16.09.2009 - 09:19 Por PÚBLICO, Agências
Os presidentes dos Estados Unidos, Barack Obama, e da França, Nicolas Sarkozy discutiram ontem estratégias comuns para a questão do nuclear iraniano e para a cimeira do G-20, que decorrerá na próxima semana em Pittsburgh, nos Estados Unidos.
Os dois chefes de Estado mantiveram uma conversa telefónica de 30 minutos durante a qual falaram sobre os meios de levar o Irão a “conformar-se às suas obrigações internacionais quanto ao programa nuclear”, refere um comunicado da Casa Branca.
As negociações entre o Irão e o Grupo dos Seis (Estados Unidos, Rússia, China, França, Grã-Bretanha e Alemanha) vão recomeçar a 1 de Outubro, em princípio na Turquia, após um interregno de mais de um ano.

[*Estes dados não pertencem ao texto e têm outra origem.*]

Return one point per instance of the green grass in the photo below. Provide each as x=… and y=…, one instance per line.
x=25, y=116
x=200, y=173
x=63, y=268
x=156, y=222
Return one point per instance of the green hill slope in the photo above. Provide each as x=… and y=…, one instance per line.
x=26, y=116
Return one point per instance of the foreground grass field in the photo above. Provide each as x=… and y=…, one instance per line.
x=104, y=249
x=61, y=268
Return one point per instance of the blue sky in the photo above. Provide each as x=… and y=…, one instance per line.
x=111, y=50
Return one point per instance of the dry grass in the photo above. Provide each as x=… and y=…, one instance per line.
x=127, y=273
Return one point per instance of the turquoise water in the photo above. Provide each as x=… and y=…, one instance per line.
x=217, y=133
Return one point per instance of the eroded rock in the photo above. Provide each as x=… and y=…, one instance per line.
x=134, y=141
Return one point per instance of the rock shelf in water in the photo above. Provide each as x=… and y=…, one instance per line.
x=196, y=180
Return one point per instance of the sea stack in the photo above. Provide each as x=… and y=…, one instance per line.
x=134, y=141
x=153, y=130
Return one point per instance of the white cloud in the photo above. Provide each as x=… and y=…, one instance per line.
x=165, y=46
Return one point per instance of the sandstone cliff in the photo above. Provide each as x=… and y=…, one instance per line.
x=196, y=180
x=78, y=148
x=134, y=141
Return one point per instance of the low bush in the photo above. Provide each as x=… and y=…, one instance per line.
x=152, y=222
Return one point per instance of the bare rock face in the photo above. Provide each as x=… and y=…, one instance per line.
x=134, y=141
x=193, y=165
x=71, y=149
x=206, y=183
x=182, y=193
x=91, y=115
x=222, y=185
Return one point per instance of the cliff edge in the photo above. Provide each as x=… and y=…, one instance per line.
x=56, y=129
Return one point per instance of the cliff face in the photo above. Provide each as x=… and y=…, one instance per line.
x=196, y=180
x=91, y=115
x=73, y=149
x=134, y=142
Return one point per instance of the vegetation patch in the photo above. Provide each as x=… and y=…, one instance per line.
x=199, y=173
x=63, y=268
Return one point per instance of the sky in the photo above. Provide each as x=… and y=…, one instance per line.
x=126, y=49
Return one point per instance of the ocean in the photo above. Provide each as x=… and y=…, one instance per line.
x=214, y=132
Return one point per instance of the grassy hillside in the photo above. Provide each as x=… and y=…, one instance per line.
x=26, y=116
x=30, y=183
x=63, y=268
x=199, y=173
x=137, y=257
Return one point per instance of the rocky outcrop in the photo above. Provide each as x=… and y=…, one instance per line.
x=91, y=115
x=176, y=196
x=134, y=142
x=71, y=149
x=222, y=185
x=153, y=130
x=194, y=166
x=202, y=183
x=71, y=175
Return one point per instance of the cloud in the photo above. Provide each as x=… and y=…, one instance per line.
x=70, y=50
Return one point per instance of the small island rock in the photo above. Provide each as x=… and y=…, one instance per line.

O encontro é visto como um retomar do diálogo entre Teerão e as principais potências mundiais, mas a República Islâmica indicou que não está em discussão o seu direito a um programa nuclear. O Irão é acusado de querer desenvolver uma bomba atómica e mantém que o seu programa tem fins exclusivamente civis. Ao fim de seis anos de investigações, a Agência Internacional de Energia Atómica não conseguiu responder conclusivamente a esta pergunta, nota a agência AFP.
A secretária de Estado norte-americana, Hillary Clinton, referiu-se ontem à reunião de 1 de Outubro em termos que exprimem esta ambiguidade. Por um lado, a responsável pela diplomacia de Washington saudou o encontro como a concretização da promessa de abertura ao diálogo feita por Barack Obama. Por outro, realçou que a questão nuclear é incontornável.
“Dissémos claramente aos iranianos em que participarmos terão de abordar frontalmente a questão nuclear. Isso é incontornável”, disse Hillary Clinton.
Na conversa telefónica, os dois presidentes prometeram trabalhar em conjunto para garantir o sucesso da próxima cimeira do G-20, que terá lugar nos dias 24 e 25. Washington e os países europeus estão divididos quanto à questão da limitação dos bónus, que não é aceite pelos norte-americanos, mas à qual os europeus são favoráveis.